Kepala Kantor Pencarian dan Pertolongan (Kakansar) Pangkalpinang, Mikel Rachman Junika, mengatakan enam korban berhasil dievakuasi pada Senin malam. Namun hingga Selasa siang, satu korban masih dalam proses pencarian oleh tim SAR gabungan.
Enam korban yang telah ditemukan masing-masing bernama Sanam (38), Dul Manap (47), Abeng (39), Anuwar (32), Abad (39), dan Arif (37). Sedangkan satu korban lainnya bernama Soleh hingga kini masih tertimbun material longsoran.

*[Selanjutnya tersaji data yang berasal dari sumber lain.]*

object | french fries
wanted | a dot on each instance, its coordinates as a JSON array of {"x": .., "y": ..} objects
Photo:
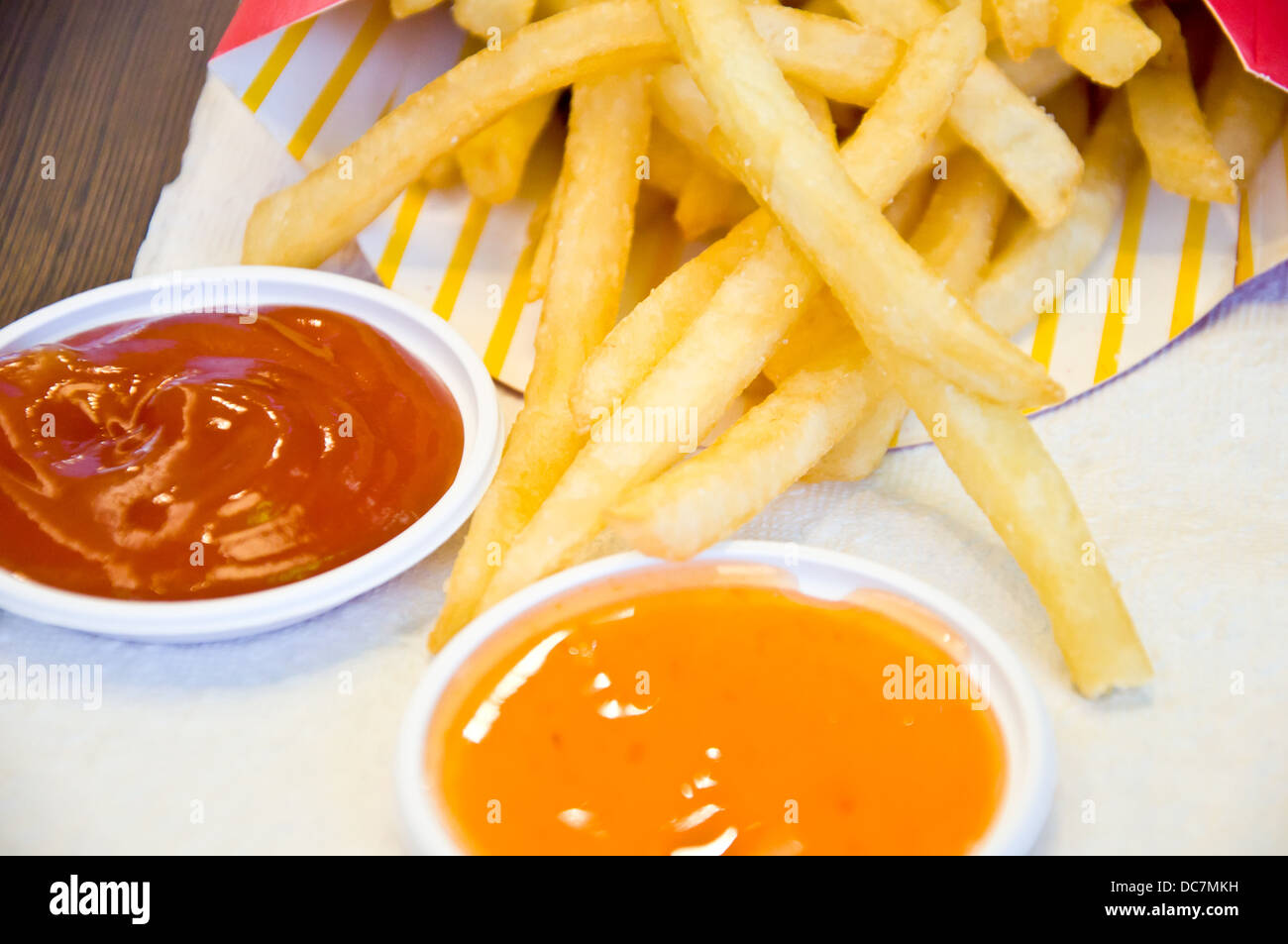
[
  {"x": 1038, "y": 75},
  {"x": 1006, "y": 471},
  {"x": 722, "y": 349},
  {"x": 608, "y": 129},
  {"x": 990, "y": 446},
  {"x": 697, "y": 502},
  {"x": 642, "y": 338},
  {"x": 1021, "y": 142},
  {"x": 1104, "y": 40},
  {"x": 493, "y": 159},
  {"x": 695, "y": 381},
  {"x": 851, "y": 283},
  {"x": 833, "y": 410},
  {"x": 1243, "y": 112},
  {"x": 1168, "y": 123},
  {"x": 310, "y": 220},
  {"x": 884, "y": 284},
  {"x": 1006, "y": 296}
]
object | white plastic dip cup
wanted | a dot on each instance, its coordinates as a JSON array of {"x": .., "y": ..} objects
[
  {"x": 421, "y": 334},
  {"x": 1026, "y": 737}
]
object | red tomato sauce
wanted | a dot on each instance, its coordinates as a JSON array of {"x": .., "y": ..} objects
[
  {"x": 197, "y": 456},
  {"x": 709, "y": 719}
]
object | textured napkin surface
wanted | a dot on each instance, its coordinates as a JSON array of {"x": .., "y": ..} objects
[{"x": 283, "y": 743}]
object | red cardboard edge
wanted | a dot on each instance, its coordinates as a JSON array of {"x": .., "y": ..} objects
[
  {"x": 1258, "y": 29},
  {"x": 256, "y": 18}
]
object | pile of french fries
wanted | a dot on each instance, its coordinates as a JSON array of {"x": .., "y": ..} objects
[{"x": 881, "y": 181}]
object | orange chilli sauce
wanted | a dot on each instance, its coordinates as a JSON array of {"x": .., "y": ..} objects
[
  {"x": 198, "y": 456},
  {"x": 712, "y": 717}
]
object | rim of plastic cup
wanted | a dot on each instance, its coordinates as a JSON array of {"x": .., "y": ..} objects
[
  {"x": 1025, "y": 726},
  {"x": 424, "y": 336}
]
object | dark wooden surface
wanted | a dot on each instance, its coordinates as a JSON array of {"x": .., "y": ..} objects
[{"x": 106, "y": 89}]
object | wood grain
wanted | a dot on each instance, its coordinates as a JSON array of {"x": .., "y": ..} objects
[{"x": 106, "y": 89}]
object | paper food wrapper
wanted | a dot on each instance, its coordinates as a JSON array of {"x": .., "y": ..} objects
[{"x": 318, "y": 73}]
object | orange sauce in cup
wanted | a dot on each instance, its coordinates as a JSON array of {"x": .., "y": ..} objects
[
  {"x": 715, "y": 717},
  {"x": 205, "y": 455}
]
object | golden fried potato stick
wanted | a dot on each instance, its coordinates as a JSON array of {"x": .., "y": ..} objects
[
  {"x": 1001, "y": 463},
  {"x": 722, "y": 349},
  {"x": 1164, "y": 112},
  {"x": 991, "y": 447},
  {"x": 884, "y": 284},
  {"x": 711, "y": 494},
  {"x": 608, "y": 129},
  {"x": 404, "y": 8},
  {"x": 829, "y": 398},
  {"x": 1104, "y": 39},
  {"x": 1006, "y": 294},
  {"x": 310, "y": 220},
  {"x": 690, "y": 389},
  {"x": 888, "y": 147},
  {"x": 481, "y": 17},
  {"x": 1024, "y": 26},
  {"x": 493, "y": 159},
  {"x": 1025, "y": 147},
  {"x": 1243, "y": 112},
  {"x": 544, "y": 254}
]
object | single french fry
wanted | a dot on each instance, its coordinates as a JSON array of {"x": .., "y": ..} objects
[
  {"x": 608, "y": 128},
  {"x": 1244, "y": 114},
  {"x": 1104, "y": 39},
  {"x": 1024, "y": 25},
  {"x": 642, "y": 339},
  {"x": 883, "y": 283},
  {"x": 481, "y": 17},
  {"x": 1022, "y": 145},
  {"x": 544, "y": 254},
  {"x": 310, "y": 220},
  {"x": 1000, "y": 462},
  {"x": 1008, "y": 295},
  {"x": 404, "y": 8},
  {"x": 711, "y": 494},
  {"x": 1164, "y": 112},
  {"x": 493, "y": 159}
]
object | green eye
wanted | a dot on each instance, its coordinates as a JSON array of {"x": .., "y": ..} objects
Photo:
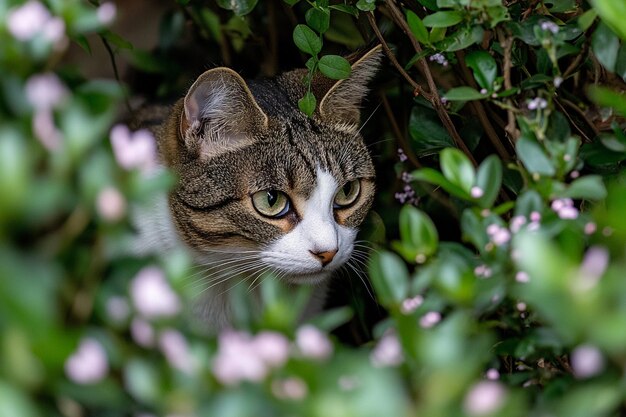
[
  {"x": 347, "y": 194},
  {"x": 271, "y": 203}
]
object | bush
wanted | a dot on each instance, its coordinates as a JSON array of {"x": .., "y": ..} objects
[{"x": 499, "y": 262}]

Menurut Mikel, proses pencarian mengalami sejumlah kendala, terutama kondisi tanah yang labil dan kontur lokasi yang terjal. Meski demikian, tim SAR telah mengerahkan alat berat untuk membantu penggalian material tanah longsor.
“Korban diduga tertimbun pada kedalaman kurang lebih 20 meter. Proses pencarian kami lakukan secara hati-hati karena struktur tanah sangat rawan longsor susulan,” ujar Mikel.
Berdasarkan informasi di lapangan, lokasi Tambang Pondi merupakan wilayah Izin Usaha Pertambangan (IUP) milik PT Timah. Namun, area tersebut sudah cukup lama tidak beroperasi dan diduga dimanfaatkan secara ilegal oleh sejumlah pihak yang keluar masuk lokasi tambang, meskipun telah dijaga oleh petugas keamanan.
Tim SAR gabungan menegaskan operasi pencarian akan terus dilanjutkan hingga seluruh korban ditemukan, dengan tetap mengutamakan keselamatan personel yang terlibat dalam operasi di lapangan.